Authentic is a word used to define real or genuine and made to be or look just like the original. To question originality is somewhat confusing with other nationalities and in Kilgore it keeps the Rodriguez family smiling at the questioning of their traditions and strong in their ways to deliver exactly what they know as authentic Mexican food.
Eduardo Rodriguez began work for Bolt Oilfield Services in 1993. “My boss told me,” said Eduardo, “the economy is going to get bad. Save your money. And I listened. When the oilfield started getting bad, we had already started our business.”
Their family-owned business began in 2014 and now instead of those wistfully wishing for the once popular Albert’s Mexican Village, Las Tejanitas is moving to the forefront. The name itself means Texas or Tejas Girls referring tp the mother and daughter team, Rosa and Diana and now daughter-in-law Ashley. Rosa’s husband Eduardo and their son, Eddie, are by their sides working just as hard to make sure each customer leaves satisfied with their meal.
“When we first started looking for names (for the business),” said Rosa. “I found all kinds of names with ‘taco’ in it. And the Grande Taco is my original, so, I really didn’t want others to think they were just getting another taco.

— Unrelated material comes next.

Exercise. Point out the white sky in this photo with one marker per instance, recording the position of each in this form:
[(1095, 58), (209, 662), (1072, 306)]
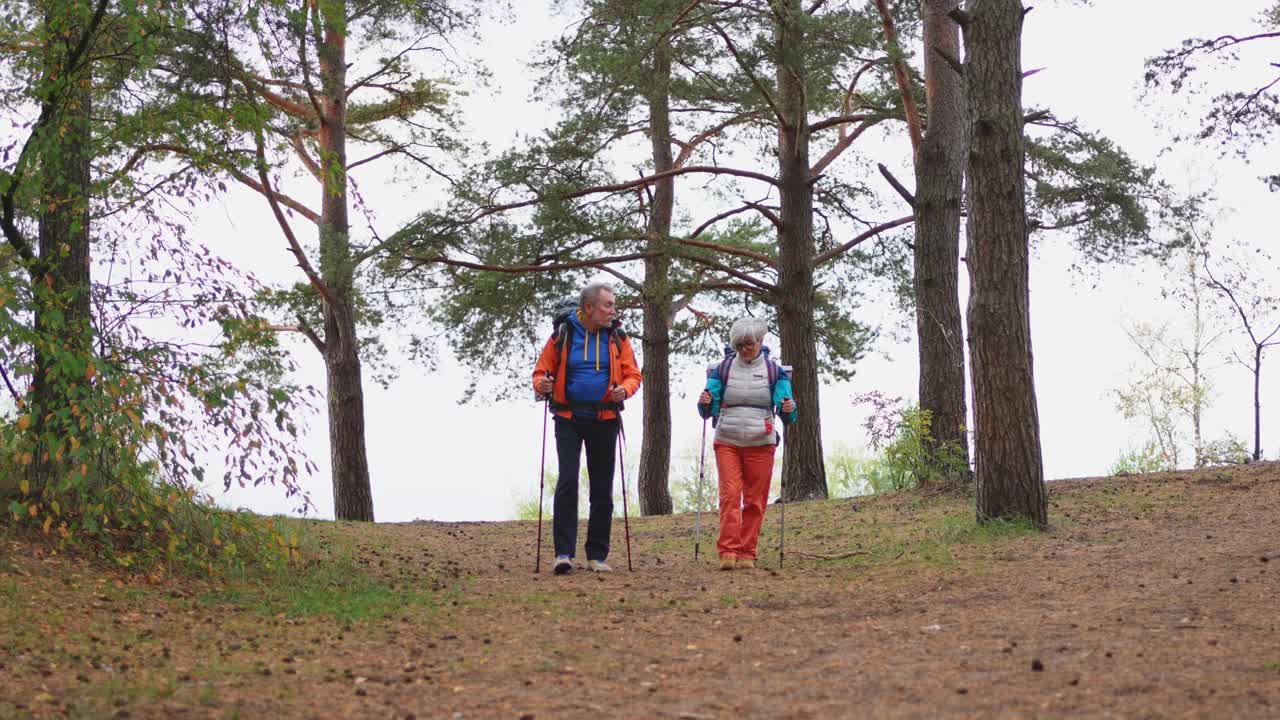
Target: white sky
[(434, 459)]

Then I was talking to a friend and she said you are now talking more like a Tejana than with your own native accent,” she laughed. “So, we started out with Tacos Las Tejanitas and soon dropped the Tacos from the name.”
“My daughter and I thought we would just be serving the Grande Taco, but we had to expand quickly,” she laughed. “People wanted more and our Dollar Taco Wednesdays have them coming off the interstate to eat authentic Mexican food, whether they eat the tacos or not. One family found us traveling through to Corpus Christi and came back on their return trip to Florida. Not just one, but many families are now finding us as they travel,” she said excitedly. “It is hard to understand how they know about us.”

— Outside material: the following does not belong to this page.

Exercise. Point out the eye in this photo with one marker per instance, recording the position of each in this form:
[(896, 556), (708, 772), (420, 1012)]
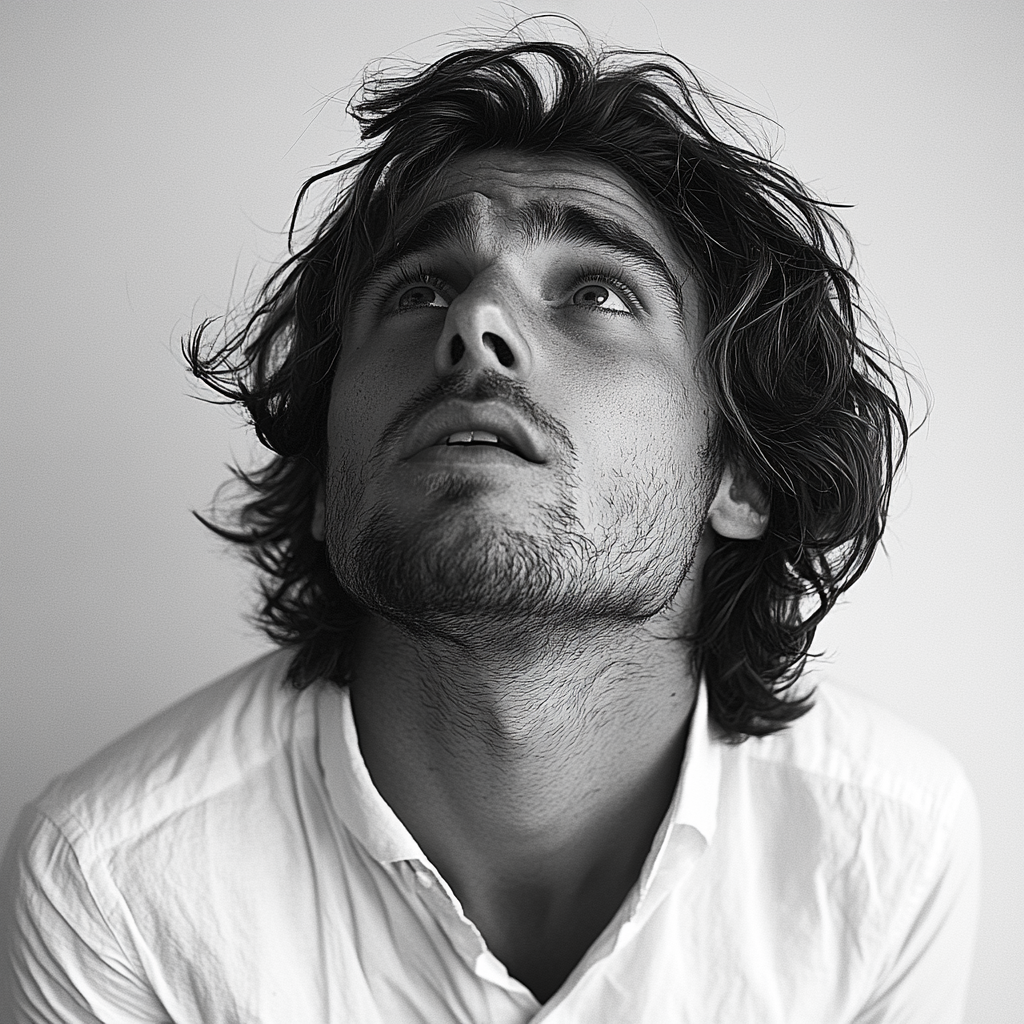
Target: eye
[(421, 296), (598, 296)]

“But, who is this Albert?” she asked sincerely. “They say I use Albert’s hot sauce. I don’t know an Albert and people think my hot sauce is his and that I buy it at WalMart in those little jars. There is no way I could buy enough of the little jars to feed my customers.”

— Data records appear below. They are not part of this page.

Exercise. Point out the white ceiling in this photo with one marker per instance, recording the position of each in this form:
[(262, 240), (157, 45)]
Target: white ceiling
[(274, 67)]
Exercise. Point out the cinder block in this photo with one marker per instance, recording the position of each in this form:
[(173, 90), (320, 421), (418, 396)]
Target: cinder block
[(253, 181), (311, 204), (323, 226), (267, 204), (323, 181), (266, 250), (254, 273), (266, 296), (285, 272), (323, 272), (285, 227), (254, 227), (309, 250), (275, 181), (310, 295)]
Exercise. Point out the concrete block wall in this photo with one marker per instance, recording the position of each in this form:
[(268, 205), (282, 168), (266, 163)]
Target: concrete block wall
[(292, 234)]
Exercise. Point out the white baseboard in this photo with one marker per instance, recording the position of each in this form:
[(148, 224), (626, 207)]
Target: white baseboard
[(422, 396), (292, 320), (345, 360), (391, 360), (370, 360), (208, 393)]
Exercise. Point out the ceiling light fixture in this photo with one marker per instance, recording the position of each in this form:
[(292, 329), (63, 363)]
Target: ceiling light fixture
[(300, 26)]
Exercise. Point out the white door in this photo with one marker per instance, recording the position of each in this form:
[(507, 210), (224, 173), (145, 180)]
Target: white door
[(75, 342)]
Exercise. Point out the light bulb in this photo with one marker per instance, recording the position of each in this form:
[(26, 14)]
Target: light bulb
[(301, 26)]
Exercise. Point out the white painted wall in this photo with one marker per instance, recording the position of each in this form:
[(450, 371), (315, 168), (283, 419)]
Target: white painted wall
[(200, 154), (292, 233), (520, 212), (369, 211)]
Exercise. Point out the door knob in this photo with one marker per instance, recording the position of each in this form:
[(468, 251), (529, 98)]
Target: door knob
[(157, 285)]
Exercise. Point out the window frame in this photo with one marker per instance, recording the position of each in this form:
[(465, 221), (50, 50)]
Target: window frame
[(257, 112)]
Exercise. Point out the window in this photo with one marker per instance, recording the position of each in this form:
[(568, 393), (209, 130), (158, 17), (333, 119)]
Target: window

“We might all cook differently, but we all take turns making the hot sauce in large batches,” said Eddie. “With our recipe, it will come out tasting the same. We can’t control the heat of the peppers; even though we put in the same amount every time some batches turn out hotter than others. Definitely not bought out of WalMart.”
“Not when we have people asking for 2 or 3 cups of it at a time,” added Rosa. “The customer wants fresh and for their food to taste fresh and good.”
Las Tejanitas is decorated with traditional décor and according to the rest of the family would be more so if Rosa had her way, something she truly enjoys doing. It was perceived by some to be for the upcoming Cinco de Mayo being celebrated on Friday, May 5.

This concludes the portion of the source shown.